La République de Corée était très consciente de ce qu’elle a à offrir mais aussi de ce qu’elle souhaite atteindre. C’est du gagnant-gagnant. Elle dispose de filières très importantes : construction d’infrastructures portuaires, économie verte, urbanisme, solutions contre les changements climatiques, etc. Elle joue cette carte de la culture. Ainsi la K-Pop est-elle devenue un phénomène mondial. Il y a des fans partout. Nous espérons que lors des prochains Jeux de la Francophonie qui vont se tenir dans le Nouveau-Brunswick, la K-Pop sera présente aussi. La République de Corée pourra en profiter pour faire parler d’elle à travers le monde. Nous avons besoin de voir ce pays s’engager en coopération dans d’autres domaines comme les économies du savoir, la connaissance numérique, les nouvelles technologies de l’information et de la communication.

Rencontre des jeunes reporters francophones de l’OIF avec la secrétaire générale Michaëlle Jean, à Pyeongchang, le 8 février 2018.
Photo : Dang Duong/CVN

Les prochains JO se tiendront à nouveau en Asie. Que pensez-vous de l’avenir de la Francophonie, de la présence de la langue de Molière sur ce continent ?

Nous allons voir un langage très sportif. Nous allons voir le français monter en puissance, grâce à ce grand rendez-vous sportif. Je crois que, par exemple, le prochain rendez-vous après la République de Corée, ce pourrait être le Japon. Car ce pays s’intéresse à la Francophonie.

Il considère la possibilité peut-être de rejoindre la Francophonie, et il a déjà des coopérations avec l’espace francophone. Tout comme la République de Corée, avant l’entrée dans l’espace francophone, il mène déjà une coopération par les investissements économiques. On reviendra ensuite en Chine. Vous n’êtes pas sans savoir qu’elle est aussi très présente en Francophonie. Pourquoi? Parce que la Chine sait que la Francophonie est un espace important. Comme la République de Corée, tous ces pays asiatiques ont bien compris l’enjeu politique fondamental du plurilinguisme et le levier puissant que représente la langue française, trait d’union pour agir, échanger, établir des liens et coopérer entre 84 États et gouvernements sur les cinq continents. Nous avons aussi une histoire et une culture en partage. C’est plus simple. Et même les pays dans la Francophonie qui n’ont pas le français comme langue officielle savent que son enseignement comme deuxième ou troisième langue étrangère, c’est leur offrir une possibilité de plus pour engager des discussions et des liens avec le reste du monde.
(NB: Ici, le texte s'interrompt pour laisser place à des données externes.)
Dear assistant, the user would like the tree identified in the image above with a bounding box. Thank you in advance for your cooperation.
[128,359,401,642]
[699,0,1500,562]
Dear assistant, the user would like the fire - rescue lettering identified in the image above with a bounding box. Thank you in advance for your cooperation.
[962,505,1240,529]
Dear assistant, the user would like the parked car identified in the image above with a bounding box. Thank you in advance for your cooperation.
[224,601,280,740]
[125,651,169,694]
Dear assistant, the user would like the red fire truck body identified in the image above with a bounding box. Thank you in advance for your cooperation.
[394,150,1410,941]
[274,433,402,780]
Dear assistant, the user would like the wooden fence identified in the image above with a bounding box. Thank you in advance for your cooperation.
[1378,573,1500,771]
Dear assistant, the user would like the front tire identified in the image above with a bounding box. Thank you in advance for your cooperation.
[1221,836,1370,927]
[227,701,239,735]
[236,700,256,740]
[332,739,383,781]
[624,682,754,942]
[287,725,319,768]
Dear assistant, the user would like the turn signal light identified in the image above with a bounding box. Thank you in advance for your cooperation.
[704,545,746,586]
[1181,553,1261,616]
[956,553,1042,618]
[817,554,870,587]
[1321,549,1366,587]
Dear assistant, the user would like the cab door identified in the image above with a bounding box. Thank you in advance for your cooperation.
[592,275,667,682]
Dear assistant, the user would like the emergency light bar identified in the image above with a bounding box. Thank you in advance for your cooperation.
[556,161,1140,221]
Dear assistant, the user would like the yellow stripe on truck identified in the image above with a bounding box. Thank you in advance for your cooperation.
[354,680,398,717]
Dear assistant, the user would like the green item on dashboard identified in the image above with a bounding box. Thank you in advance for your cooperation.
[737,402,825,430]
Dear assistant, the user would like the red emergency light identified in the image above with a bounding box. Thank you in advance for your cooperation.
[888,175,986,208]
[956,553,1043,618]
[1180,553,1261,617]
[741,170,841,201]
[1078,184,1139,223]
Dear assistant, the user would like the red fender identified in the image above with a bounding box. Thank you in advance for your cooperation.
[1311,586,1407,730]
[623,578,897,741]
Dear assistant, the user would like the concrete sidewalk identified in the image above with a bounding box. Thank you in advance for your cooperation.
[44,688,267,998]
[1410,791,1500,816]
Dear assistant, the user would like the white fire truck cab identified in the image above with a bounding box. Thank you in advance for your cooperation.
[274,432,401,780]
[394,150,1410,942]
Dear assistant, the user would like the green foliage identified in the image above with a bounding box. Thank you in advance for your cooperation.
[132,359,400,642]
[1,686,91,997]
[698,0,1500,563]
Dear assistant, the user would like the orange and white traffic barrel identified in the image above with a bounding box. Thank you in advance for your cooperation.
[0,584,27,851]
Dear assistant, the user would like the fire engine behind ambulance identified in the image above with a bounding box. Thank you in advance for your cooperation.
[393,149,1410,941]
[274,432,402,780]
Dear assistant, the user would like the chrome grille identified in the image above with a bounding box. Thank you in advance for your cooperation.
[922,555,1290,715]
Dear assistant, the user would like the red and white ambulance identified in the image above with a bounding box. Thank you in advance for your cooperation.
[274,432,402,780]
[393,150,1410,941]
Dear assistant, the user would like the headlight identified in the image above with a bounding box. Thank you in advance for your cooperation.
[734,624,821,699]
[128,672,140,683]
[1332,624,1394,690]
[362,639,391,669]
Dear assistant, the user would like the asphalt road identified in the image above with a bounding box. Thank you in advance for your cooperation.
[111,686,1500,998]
Nous sommes une communauté de 800 millions de personnes en termes de population, de plus de 274 millions de locuteurs francophones. Les pronostics disent que cela va augmenter et que le français va rattraper l’anglais dans les 30 à 50 années à venir en raison de la démographie très forte des pays francophones d’Afrique. Donc l’avenir de la langue française est en Afrique. Et aussi en Asie. Je suis contente de voir qu’avec la stratégie autant économique que numérique, les pays d’Asie, qui étaient déjà membres à part entière de la Francophonie, reviennent avec beaucoup de motivation et de volonté.

Je pense que chaque grand rendez-vous doit être saisi. Ces Jeux d’hiver de Pyeongchang 2018 sont une façon de faire rayonner ce que nous sommes à travers cette langue, de faire rayonner en tant de perspectives nos réalités dans cet espace, dans ce mouvement dont nous partageons les valeurs, de paix, de dialogue, de respect dans la diversité, de rencontre des peuples. Une occasion de positionnement pour la communauté francophone!